Samantha Stella and Nero Kane have released their newest joint-album Tales of Faith and Lunacy. Covered with dark-minimalistic psychedelia, it invokes those hauntingly beautiful, shadowy sentiments of the past. Recorded and produced in Italy, Samantha Stella and Nero Kane have come together to release a Medieval meets the American West visual-audio story.
Their first single from the album, “Lord Won’t Come” was shot in two incredible California ghost towns, as well as a beautiful Italian church, which only strengthens the overall dark-mysticism of the album. As a visual artist with experience shooting experimental film in the deserts of California for her previous (debut) Nero Kane album “Love in a Dying World”, here Samantha once again utilized her skills to tell the visual story of this album.
The album combines spiritual folk and dark mysticism to create a poetically beautiful sound drenched in dark emotion. Listening invokes a hauntingly melancholic feeling most of us are far too accustomed to these days. We are all longing for days of the past, and unsure when, if ever, we will be able to once again experience the feeling of truly being human. To be human means to experience everything from the darkest of dark to the lightest of light, in order to reach the truest depths of human existence. I believe this album captures that feeling, while managing to go further through its strong visual elements—the cinematic aspect is not really optional, but vital to fully experience this album at its core.
Even though Tales of Faith and Lunacy has a clear dark-minimalistic sound, each single from the album creates a unique mood—take for example Magdalene, which is infused with late 70s early 80s synth punk elements. Other numbers like “I believe”, convey a much more introspective, gentle, at times dream-pop sound, reminiscent of 90s indie bands. If you’re into dark psych-folk painted with strong visual elements, this album won’t disappoint.

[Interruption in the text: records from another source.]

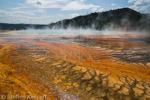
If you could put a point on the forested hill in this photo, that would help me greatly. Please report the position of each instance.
(6, 26)
(124, 18)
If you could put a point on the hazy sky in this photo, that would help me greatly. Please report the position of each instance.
(47, 11)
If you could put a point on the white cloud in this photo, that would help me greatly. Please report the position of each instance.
(74, 15)
(101, 10)
(75, 5)
(113, 4)
(140, 5)
(62, 4)
(28, 17)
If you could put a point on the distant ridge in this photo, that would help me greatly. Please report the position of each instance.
(124, 18)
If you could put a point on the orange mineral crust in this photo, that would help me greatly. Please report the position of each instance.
(86, 57)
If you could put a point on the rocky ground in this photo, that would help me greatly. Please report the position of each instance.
(120, 74)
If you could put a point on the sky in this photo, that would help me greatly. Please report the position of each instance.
(48, 11)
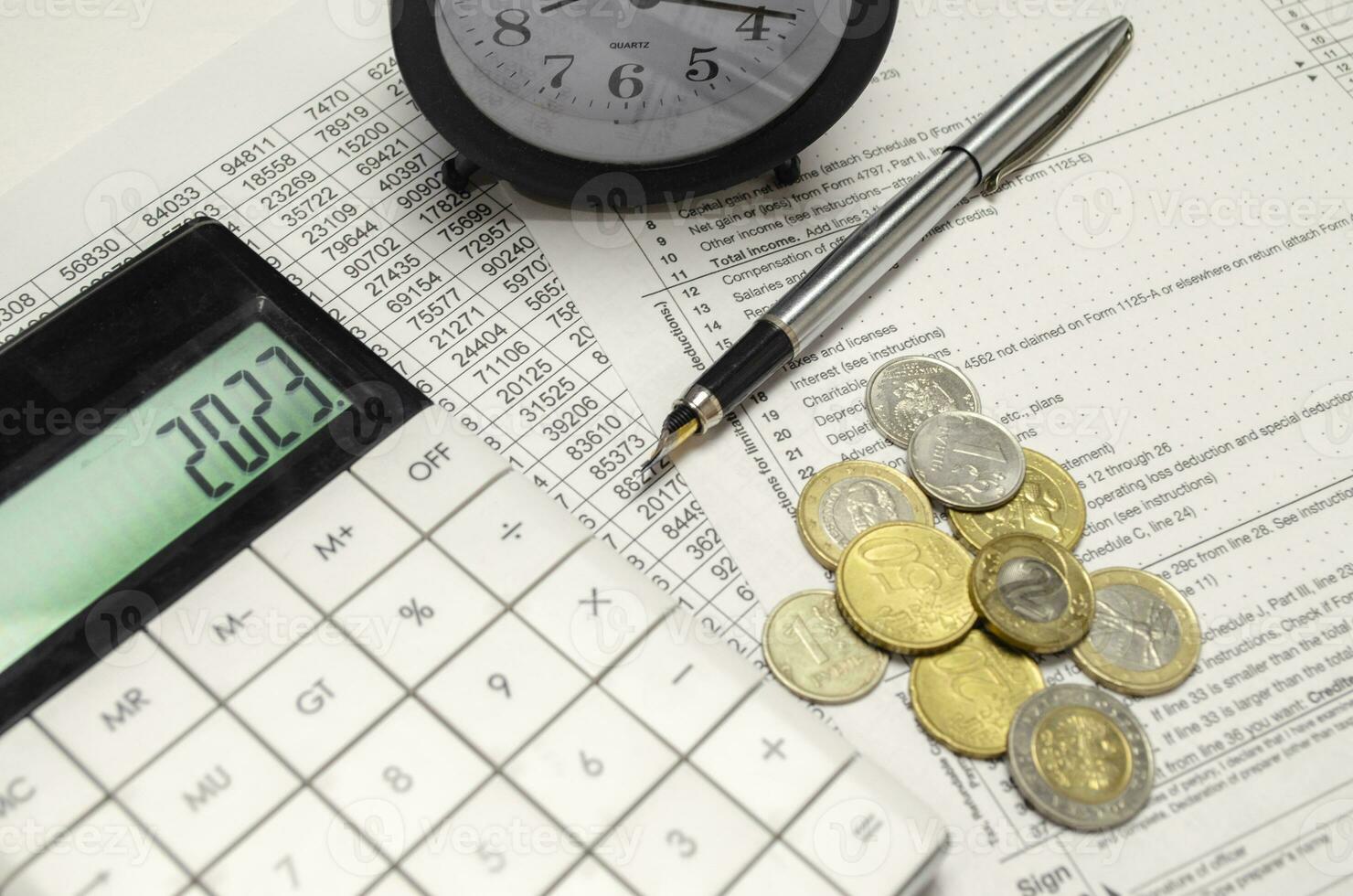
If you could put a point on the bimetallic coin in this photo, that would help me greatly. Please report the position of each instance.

Watch their first single from the album Tales of Faith and Lunacy: “Lord Won’t Come” here:
What I personally found interesting is the name of the album—the concept of faith is an unwavering belief in something that others, and even ourselves at times, may not be able to see, while the lunatic is often accused of seeing or believing things that others simply don’t. With this, how different is the believer from the lunatic, really? Let’s leave things off with a quote from Orwell’s 1984, “Perhaps a lunatic was simply a minority of one. At one time it had been a sign of madness to believe that the Earth goes round the Sun; today, to believe the past is inalterable. He might be alone in holding that belief, and if alone, then a lunatic…” So what are you waiting for? Be the lunatic.